We find the full revelation of the Trinity once again in the Church’s hymnology from Vespers:

Come, O people, let us worship the Godhead in three Persons: the Son in the Father, with the Holy Spirit.  For the Father timelessly begot the Son, co-eternal and co-enthroned with Him; and the Holy Spirit was in the Father and is glorified with the Son.  We worship one Power, one Essence, one Godhead, and we say: “Holy God, Who created all things through Your Son with the cooperation of the Holy Spirit; Holy Mighty, through Whom we know the Father; and through Whom the Holy Spirit came to dwell in the world; Holy Immortal, Comforting Spirit, Who proceeded from the Father and rests in the Son.  O Holy Trinity, glory to You!”

On this day, let us all worship God in Trinity, one in essence, and undivided, Who loves His creation mankind sufficiently to become one of us, and to dwell among and in us!

Monday, May 19, 2025

From 'The Prologue' for 11May

 REFLECTION:

In the Saracen encampment they asked St.
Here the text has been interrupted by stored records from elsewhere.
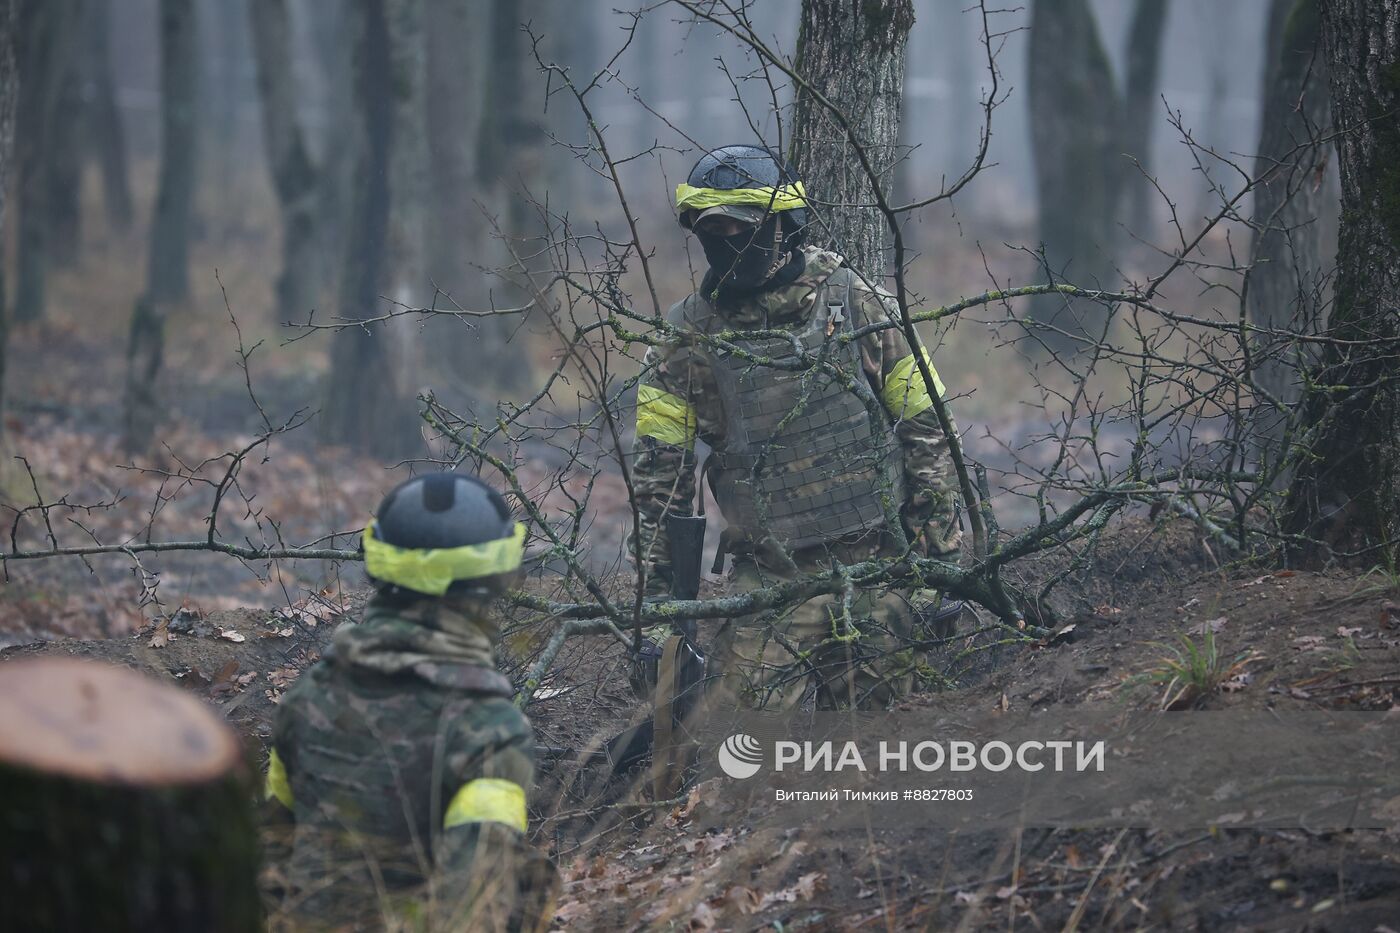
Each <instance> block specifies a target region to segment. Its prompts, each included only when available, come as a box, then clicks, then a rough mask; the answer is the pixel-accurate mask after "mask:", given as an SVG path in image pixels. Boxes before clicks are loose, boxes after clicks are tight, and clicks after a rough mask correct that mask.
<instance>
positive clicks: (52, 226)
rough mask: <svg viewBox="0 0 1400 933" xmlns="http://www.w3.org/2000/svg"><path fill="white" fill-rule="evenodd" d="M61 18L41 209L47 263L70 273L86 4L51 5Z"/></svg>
mask: <svg viewBox="0 0 1400 933" xmlns="http://www.w3.org/2000/svg"><path fill="white" fill-rule="evenodd" d="M50 3H53V11H52V13H50V15H57V17H59V31H57V35H56V36H55V43H53V50H52V56H53V59H52V60H50V63H49V67H50V69H52V70H53V78H52V80H53V88H52V91H53V97H52V99H50V104H49V106H50V111H49V116H48V118H46V120H45V123H46V126H48V136H46V139H45V148H46V150H48V154H46V158H45V163H46V165H48V170H46V181H45V188H46V193H45V207H46V212H45V213H46V227H48V248H46V258H48V261H49V263H52V265H53V266H55V268H69V266H71V265H73V263H76V262H77V259H78V248H80V245H81V240H83V210H81V193H83V148H84V132H83V126H84V123H85V119H84V118H85V116H87V108H85V106H84V102H83V69H81V66H80V52H81V48H83V42H81V39H83V34H84V27H85V24H87V22H85V21H87V14H85V11H84V7H85V6H87V0H50Z"/></svg>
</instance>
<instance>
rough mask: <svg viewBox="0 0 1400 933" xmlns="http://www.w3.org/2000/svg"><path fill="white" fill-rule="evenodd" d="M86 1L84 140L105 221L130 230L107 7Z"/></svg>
mask: <svg viewBox="0 0 1400 933" xmlns="http://www.w3.org/2000/svg"><path fill="white" fill-rule="evenodd" d="M112 3H113V0H88V17H87V29H85V35H84V46H85V52H84V59H85V64H87V71H88V81H87V87H88V92H87V97H88V140H90V144H91V146H92V148H94V154H95V157H97V160H98V167H99V168H101V171H102V202H104V206H105V209H106V220H108V223H109V224H111V226H112V227H115V228H116V230H122V231H125V230H130V227H132V219H133V212H132V184H130V179H129V177H127V168H126V132H125V129H123V126H122V112H120V109H118V105H116V85H115V81H113V77H112V38H111V28H112V25H111V4H112Z"/></svg>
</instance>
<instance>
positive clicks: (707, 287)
mask: <svg viewBox="0 0 1400 933" xmlns="http://www.w3.org/2000/svg"><path fill="white" fill-rule="evenodd" d="M780 231H781V227H780V221H778V214H769V217H767V220H764V221H763V223H762V224H759V227H756V228H753V230H745V231H742V233H736V234H734V235H731V237H722V235H720V234H713V233H704V231H701V230H696V231H694V234H696V238H697V240H699V241H700V248H701V249H704V256H706V259H707V261H708V263H710V272H708V273H707V275H706V279H704V284H703V289H704V291H706V293H710V294H713V293H718V294H720V296H721V297H738V296H742V294H746V293H752V291H757V290H760V289H769V287H776V286H778V284H787V283H788V282H792V280H794V279H797V276H799V275H801V273H802V265H804V263H802V254H801V252H799V251H797V249H792V248H791V247H788V241H787V238H785V237H783V234H781V233H780Z"/></svg>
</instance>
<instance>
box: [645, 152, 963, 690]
mask: <svg viewBox="0 0 1400 933" xmlns="http://www.w3.org/2000/svg"><path fill="white" fill-rule="evenodd" d="M676 209H678V210H679V212H680V226H682V227H685V228H686V230H690V231H692V233H694V234H696V238H697V240H699V241H700V247H701V249H703V251H704V255H706V259H707V261H708V266H710V268H708V272H707V273H706V276H704V280H703V282H701V284H700V290H699V291H696V293H694V294H692V296H690V297H687V298H686V300H683V301H680V303H679V304H676V305H675V307H672V308H671V311H669V312H668V314H666V321H668V322H669V324H671V325H672V326H673V328H675V329H676V331H678V332H679V335H675V336H672V338H668V339H666V342H665V343H664V345H659V346H655V347H652V349H650V350H648V353H647V363H645V374H644V377H643V382H641V384H640V385H638V387H637V438H636V450H634V455H636V465H634V485H636V493H637V506H638V509H640V513H641V521H640V524H638V528H637V535H636V539H634V541H633V548H634V553H636V555H638V558H640V565H641V573H643V574H645V579H647V591H648V593H650V594H658V593H665V591H666V588H668V586H669V583H671V565H669V553H671V551H669V541H668V535H666V516H671V514H679V516H685V514H690V511H692V503H693V502H694V497H696V479H694V475H696V459H694V441H696V437H700V440H703V441H706V444H708V445H710V448H711V454H710V458H708V461H707V462H706V468H704V471H703V472H704V474H706V475H707V476H708V482H710V488H711V490H713V493H714V499H715V503H717V504H718V507H720V511H721V513H722V514H724V518H725V521H727V523H728V528H727V531H725V534H724V538H722V539H721V545H720V546H721V555H720V558H721V559H722V558H724V555H725V553H728V555H732V556H734V577H732V579H734V588H735V590H736V591H743V590H752V588H757V587H764V586H771V584H774V583H778V581H783V580H792V579H795V577H799V576H804V574H808V573H829V572H830V569H832V566H833V562H840V563H843V565H850V563H855V562H860V560H868V559H871V558H875V556H899V555H900V551H899V549H897V546H896V538H895V535H892V534H890V531H889V517H890V516H893V514H897V518H899V521H900V523H902V525H903V531H904V534H906V535H907V539H909V541H910V542H911V545H913V548H914V549H916V552H917V553H920V555H924V556H931V558H938V559H942V560H948V562H952V563H956V560H958V546H959V528H958V511H956V509H958V496H956V492H955V485H953V483H952V481H951V478H949V457H948V441H946V438H945V436H944V433H942V430H941V427H939V424H938V420H937V416H935V413H934V410H931V406H932V399H931V398H930V395H928V391H927V388H925V384H924V381H923V378H921V375H920V371H918V366H917V361H916V360H914V357H913V354H911V352H910V347H909V345H907V343H906V340H904V338H903V333H902V332H900V331H899V328H883V329H878V331H865V328H867V326H868V325H871V324H876V322H882V321H888V319H892V318H893V317H895V315H896V312H897V308H896V305H895V301H893V298H892V297H890V296H889V294H888V293H886V291H883V290H878V289H874V287H872V286H871V284H868V283H867V282H864V280H862V279H861V277H860V276H858V275H857V273H855V272H854V270H851V269H848V268H846V263H844V261H843V259H841V256H839V255H837V254H834V252H829V251H825V249H816V248H812V247H805V245H802V240H804V231H805V228H806V226H808V223H809V221H811V217H809V207H808V203H806V196H805V193H804V189H802V182H801V181H799V179H798V178H797V175H795V172H794V171H792V170H791V167H788V165H787V164H785V163H784V161H783V160H781V158H778V157H777V155H774V154H773V153H771V151H770V150H767V148H760V147H755V146H727V147H724V148H717V150H714V151H711V153H707V154H706V155H704V157H701V158H700V161H699V163H696V167H694V168H693V170H692V171H690V177H689V179H687V181H686V184H685V185H680V186H679V188H678V189H676ZM715 339H720V340H722V342H724V343H725V345H728V346H727V347H722V349H724V352H717V346H715ZM729 347H732V349H729ZM798 347H801V356H799V354H798ZM925 360H927V352H925ZM930 370H932V366H931V364H930ZM937 388H938V391H939V394H942V391H944V389H942V385H937ZM939 600H941V594H938V593H937V591H931V590H917V588H916V590H913V591H897V590H886V591H876V590H861V591H857V593H854V598H851V600H850V602H848V605H843V602H844V601H843V598H841V597H840V595H823V597H818V598H813V600H809V601H806V602H805V604H801V605H798V607H794V608H792V609H788V611H787V612H785V614H783V615H781V616H780V618H777V619H773V618H767V619H763V621H760V619H757V618H753V616H749V618H741V619H731V621H729V622H728V623H727V625H725V626H724V629H722V632H721V636H720V644H718V649H720V650H718V654H720V661H721V664H722V667H724V672H725V684H727V686H728V689H729V691H732V692H735V693H736V695H738V698H739V699H741V702H745V703H746V705H750V706H760V707H762V706H767V707H774V706H776V707H787V706H791V705H794V703H797V702H798V700H799V699H801V696H802V695H804V692H805V691H806V688H808V686H809V685H812V686H815V689H816V698H818V703H819V705H820V706H825V707H832V706H846V705H854V706H862V707H872V706H876V707H878V706H886V705H888V703H890V702H892V700H893V699H895V698H897V696H900V695H903V693H906V692H907V691H909V689H910V686H911V684H913V672H914V670H916V668H917V660H918V653H917V651H913V650H909V643H910V640H913V639H917V637H920V630H918V629H920V626H918V621H920V619H930V618H938V619H942V621H951V619H952V618H956V611H958V607H953V605H952V604H949V605H945V607H939ZM949 630H951V629H949V626H948V625H944V626H942V630H941V632H939V633H948V632H949Z"/></svg>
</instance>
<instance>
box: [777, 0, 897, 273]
mask: <svg viewBox="0 0 1400 933" xmlns="http://www.w3.org/2000/svg"><path fill="white" fill-rule="evenodd" d="M913 25H914V6H913V3H910V0H869V1H867V3H860V4H857V3H850V0H804V3H802V25H801V31H799V32H798V41H797V71H798V74H799V76H801V77H802V80H804V81H805V84H806V87H799V88H798V92H797V111H795V115H794V122H792V144H791V150H790V153H791V154H790V158H791V161H792V163H794V165H795V167H797V170H798V172H799V174H801V175H802V177H804V179H805V184H806V191H808V195H809V196H811V198H812V199H813V203H815V205H816V212H818V220H816V224H815V228H813V231H812V233H811V234H809V240H811V241H812V242H816V244H826V245H832V247H834V248H836V249H837V251H839V252H841V254H843V255H844V256H846V258H847V261H848V262H850V263H851V268H854V269H855V270H857V272H860V273H861V275H865V276H871V277H872V279H875V280H878V279H879V277H882V276H883V275H885V266H886V256H885V241H886V238H888V235H889V230H888V224H886V221H885V217H883V216H882V214H881V212H879V209H878V207H876V195H875V188H874V186H872V184H871V177H869V174H868V172H867V171H865V170H864V168H862V165H861V160H860V155H858V151H857V148H860V150H864V153H865V158H867V160H868V163H869V165H871V168H872V170H874V178H875V184H878V185H879V188H881V191H882V192H885V193H888V192H889V191H890V188H892V182H893V179H892V174H893V167H895V163H896V160H897V155H899V106H900V95H902V91H903V84H904V49H906V43H907V42H909V31H910V28H913ZM813 91H815V94H813ZM816 95H820V97H823V98H825V99H826V101H827V102H830V104H832V105H834V109H836V111H837V112H839V113H840V115H841V116H840V118H839V116H837V115H836V113H833V112H832V109H829V108H827V106H826V105H823V104H822V102H820V101H819V99H818V97H816ZM843 119H844V123H846V125H844V126H843Z"/></svg>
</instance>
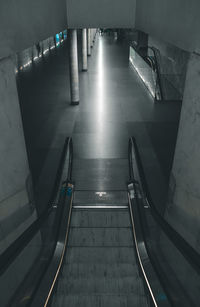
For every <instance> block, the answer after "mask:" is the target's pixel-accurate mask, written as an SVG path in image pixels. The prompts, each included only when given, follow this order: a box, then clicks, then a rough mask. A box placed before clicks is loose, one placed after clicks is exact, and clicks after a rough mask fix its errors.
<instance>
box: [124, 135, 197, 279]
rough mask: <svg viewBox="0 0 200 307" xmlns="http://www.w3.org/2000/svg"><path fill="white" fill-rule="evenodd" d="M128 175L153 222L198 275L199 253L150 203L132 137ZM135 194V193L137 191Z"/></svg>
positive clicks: (133, 139) (138, 159) (142, 175)
mask: <svg viewBox="0 0 200 307" xmlns="http://www.w3.org/2000/svg"><path fill="white" fill-rule="evenodd" d="M133 154H134V157H135V162H136V163H135V165H134V164H133ZM134 170H135V172H134ZM135 173H137V175H136V176H137V177H136V176H135ZM129 174H130V180H131V181H133V182H137V183H139V185H140V187H141V189H142V193H143V197H144V200H145V201H146V202H147V204H148V206H149V208H150V210H151V215H152V216H153V218H154V220H155V221H156V222H157V224H158V225H159V226H160V228H161V229H162V231H163V232H164V233H165V235H166V236H167V237H168V238H169V239H170V241H171V242H172V243H173V244H174V245H175V247H176V248H177V249H178V250H179V251H180V252H181V254H182V255H183V257H184V258H185V259H186V260H187V261H188V262H189V263H190V265H191V266H192V267H193V268H194V269H195V271H196V272H198V274H200V255H199V253H198V252H197V251H196V250H195V249H194V248H193V247H192V246H191V245H190V244H189V243H188V242H187V241H186V240H185V239H184V238H183V237H182V236H181V235H180V234H179V233H178V232H177V231H176V230H175V229H174V228H173V227H172V226H171V225H170V224H169V223H168V222H167V221H166V220H165V219H164V218H163V217H162V216H161V214H160V213H159V212H158V210H157V209H156V207H155V205H154V203H153V201H152V198H151V195H150V192H149V190H148V186H147V182H146V179H145V175H144V170H143V166H142V162H141V158H140V154H139V151H138V147H137V143H136V140H135V138H134V137H131V138H130V139H129ZM135 192H136V193H137V191H135Z"/></svg>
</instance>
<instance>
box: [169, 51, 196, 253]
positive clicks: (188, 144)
mask: <svg viewBox="0 0 200 307" xmlns="http://www.w3.org/2000/svg"><path fill="white" fill-rule="evenodd" d="M199 131H200V55H198V54H196V53H193V54H191V56H190V60H189V63H188V70H187V75H186V82H185V90H184V97H183V103H182V109H181V119H180V125H179V131H178V138H177V144H176V150H175V156H174V161H173V167H172V172H171V178H170V189H169V201H168V206H167V211H166V214H165V216H166V218H167V220H168V221H169V222H170V223H171V224H172V225H173V227H174V228H175V229H176V230H177V231H178V232H179V233H180V234H181V235H182V236H183V237H184V238H185V239H186V240H187V241H188V242H189V243H190V244H191V245H192V246H193V247H194V248H195V249H197V250H198V252H200V245H199V242H200V138H199Z"/></svg>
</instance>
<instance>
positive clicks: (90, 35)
mask: <svg viewBox="0 0 200 307" xmlns="http://www.w3.org/2000/svg"><path fill="white" fill-rule="evenodd" d="M90 34H91V35H90V43H91V48H93V43H94V42H93V29H90Z"/></svg>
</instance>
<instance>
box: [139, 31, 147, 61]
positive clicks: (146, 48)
mask: <svg viewBox="0 0 200 307" xmlns="http://www.w3.org/2000/svg"><path fill="white" fill-rule="evenodd" d="M148 40H149V36H148V34H147V33H144V32H142V31H138V47H137V48H138V49H139V50H140V54H141V56H143V57H146V56H147V55H148V49H147V47H148Z"/></svg>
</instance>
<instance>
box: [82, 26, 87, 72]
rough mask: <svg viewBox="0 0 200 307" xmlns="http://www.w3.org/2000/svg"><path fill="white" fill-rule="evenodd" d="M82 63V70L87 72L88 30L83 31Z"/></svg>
mask: <svg viewBox="0 0 200 307" xmlns="http://www.w3.org/2000/svg"><path fill="white" fill-rule="evenodd" d="M82 62H83V68H82V70H83V71H87V29H83V30H82Z"/></svg>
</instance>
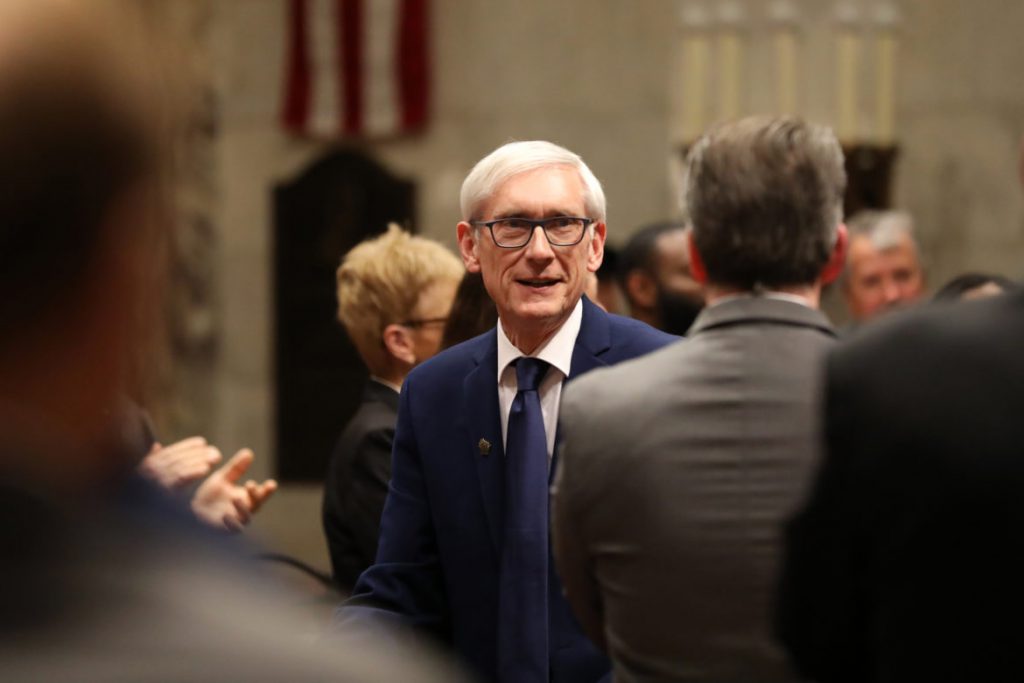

Cyril, "How can Christians wage war and at the same time keep Christ's commandment to pray to God for their enemies?"

To this, St. Cyril replied, "If two commandments were written in one law and given to men for fulfilling, which man would be a better follower of the law, the one who fulfilled one commandment, or the one who fulfilled both?"

The Saracens replied, "Undoubtedly, he who fulfills both commandments."

St. Cyril continued, "Christ our God commands us to pray to God for those who persecute us and even to do good to them.  But He also said to us, "Greater love has no man than this, that a man lay down his life for his friends (John 15:13)."  That is why we bear the insults that our enemies cast at us individually and why we pray to God for them.  However, as a society, we defend one another and lay down our lives, so that you would not enslave our brethren, would not enslave their souls with their bodies, and would not destroy them in both body and soul."